The logistic regression model identified several key pre-operative factors as significant predictors of post-operative mortality in emergency cardiac surgeries. These factors included emergency operation status (emop), ASA classification (asa), preoperative prothrombin time/international normalized ratio (preop_ptinr), Elixhauser Comorbidity Index, preoperative creatinine levels (preop_creatinine), preoperative potassium levels (preop_potassium), and preoperative hemoglobin levels (preop_hb). The ’emop’ variable was the most influential, highlighting the impact of emergency surgeries on patient outcomes. The importance of these features was quantified by their absolute coefficient values in the logistic regression model (Figure 1).

3.2. Model Performance

The logistic regression model demonstrated strong performance in predicting post-operative mortality, with an AUROC of 0.939. The model also achieved an AUPRC of 0.350, showing its capability to maintain high precision across varying recall thresholds. In terms of classification metrics, the logistic regression model exhibited an accuracy of 0.990, a precision of 1.000, a recall of 0.125, and an F1 score of 0.222. These metrics reflect the model’s robustness in minimizing false positives, though the recall rate indicates a need for improvement in identifying true positive cases. In contrast, the ASA classification system, a traditional risk assessment tool, performed significantly worse, with an AUROC of 0.524 and an AUPRC of 0.010. These results underscore the superior predictive accuracy of the logistic regression model over the ASA classification.

3.3. ROC Curve

The ROC curve for the logistic regression model underscores its predictive performance (Figure 2). The curve shows a clear distinction from the diagonal line, which represents a random classifier, and closely approaches the top left corner, indicative of high sensitivity and specificity. The AUROC value of 0.939 further confirms the model’s effectiveness.

3.4. Confusion Matrix

The confusion matrix (Figure 3) provides a detailed breakdown of the logistic regression model’s predictions against actual outcomes. Out of 1457 test cases, the model correctly predicted 1441 true negatives and 2 true positives, with no false positives and 14 false negatives. The high true negative rate underscores the model’s accuracy in identifying non-mortal cases. However, the relatively low number of true positives and the presence of false negatives highlight areas for improvement in the model’s sensitivity. Enhancing the model’s ability to capture true positive cases could improve its utility in clinical decision-making, ensuring that high-risk patients receive appropriate care.

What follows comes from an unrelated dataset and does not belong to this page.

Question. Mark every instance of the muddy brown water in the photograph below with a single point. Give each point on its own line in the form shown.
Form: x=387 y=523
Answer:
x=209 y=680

3.5. Precision-Recall Curve

The precision-recall curve (Figure 4) illustrates the trade-off between precision and recall for the logistic regression model. The curve shows that the model maintains relatively high precision even as recall increases, with an AUPRC of 0.350. This performance is significantly better compared to the ASA classification’s AUPRC of 0.010, highlighting the logistic regression model’s superior ability to identify true positives while minimizing false positives. In clinical practice, this balance is crucial for ensuring that high-risk patients are accurately identified and treated, while avoiding the over-treatment of low-risk patients. The precision-recall curve reinforces the model’s potential as a valuable tool for improving patient outcomes in emergency cardiac surgeries.

4. Discussion

4.1. Interpretation of Results

The results indicate that the logistic regression model significantly outperformed the traditional ASA classification system in predicting post-operative mortality in emergency cardiac surgeries. The logistic regression model’s AUROC of 0.939 and AUPRC of 0.350 demonstrate its strong discriminative power. Key features such as emergency operation status, ASA classification, preoperative prothrombin time/international normalized ratio, Elixhauser Comorbidity Index, preoperative creatinine levels, preoperative potassium levels, and preoperative hemoglobin levels were significant predictors. These findings align with previous research, such as Fan et al. (2021), which highlighted the superiority of machine learning models in mortality prediction. The enhanced performance of the logistic regression model underscores its potential utility in clinical settings, providing clinicians with a more reliable tool for risk assessment.

The comparison with the ASA classification system underscores the limitations of traditional risk assessment tools. The ASA classification’s lower AUROC of 0.524 and AUPRC of 0.010 reflect its reduced effectiveness. This disparity emphasizes the need for predictive models that can integrate a broader range of variables and handle complex interactions. The superior performance of the logistic regression model, as demonstrated by Fernandes et al. (2020), suggests that incorporating diverse preoperative factors can enhance predictive accuracy, crucial for clinical practice, enabling more precise risk stratification and better-informed surgical decisions.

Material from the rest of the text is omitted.